Molecular characteristics and prognostic insights into BRCA-associated breast cancer in Kazakhstan
Ainur Samigatova, Nursulu Altaeva, Yerlan Suleimenov, Petr Sibiryakov, Kuantkan Zhabagin, Zhanar Zhakypbekkyzy, Bakhytzhan Seksenbayev, Noso Yoshihiro, Oxana Tsigengagel

TL;DR
This study examines BRCA-related breast cancer in Kazakhstan, finding distinct genetic patterns and survival differences that suggest personalized treatment approaches are needed.
Contribution
The first comprehensive analysis of BRCA1/2 mutations in Kazakhstani breast cancer patients, revealing genotype-phenotype correlations specific to this population.
Findings
BRCA1 mutations were associated with triple-negative breast cancer and poorer survival outcomes.
BRCA2 mutations were linked to hormone receptor–positive tumors but still showed worse progression-free survival.
BRCA1/2 mutation carriers presented with more advanced-stage disease compared to BRCA-negative patients.
Abstract
Breast cancer remains the leading cause of cancer morbidity and mortality among women worldwide.
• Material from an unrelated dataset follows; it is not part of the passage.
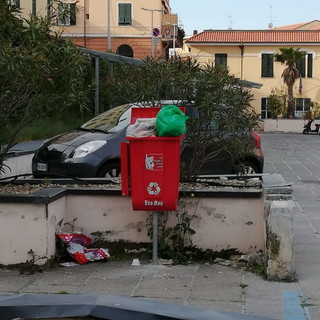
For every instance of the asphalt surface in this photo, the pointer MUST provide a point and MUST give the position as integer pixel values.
(297, 158)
Approximately 5–10% of cases involve pathogenic BRCA1/2 variants, typically associated with early-onset, aggressive disease. This study aimed to determine the frequency and spectrum of BRCA1/2 mutations among Kazakhstani breast cancer patients and to analyze their associations with clinicopathological features and survival outcomes. A total of 186 patients aged 21–90 years were examined between December 2023 and June 2024 using next-generation sequencing and retrospective chart review. The median age was 44 years for BRCA1, 48 for BRCA2, and 51 for BRCA-negative patients. Advanced disease (stages III-IV) was more common among mutation carriers (p < 0.001). Pathogenic BRCA1 and BRCA2 variants were found in 22% and 9% of cases, respectively; BRCA1 tumors were predominantly triple-negative…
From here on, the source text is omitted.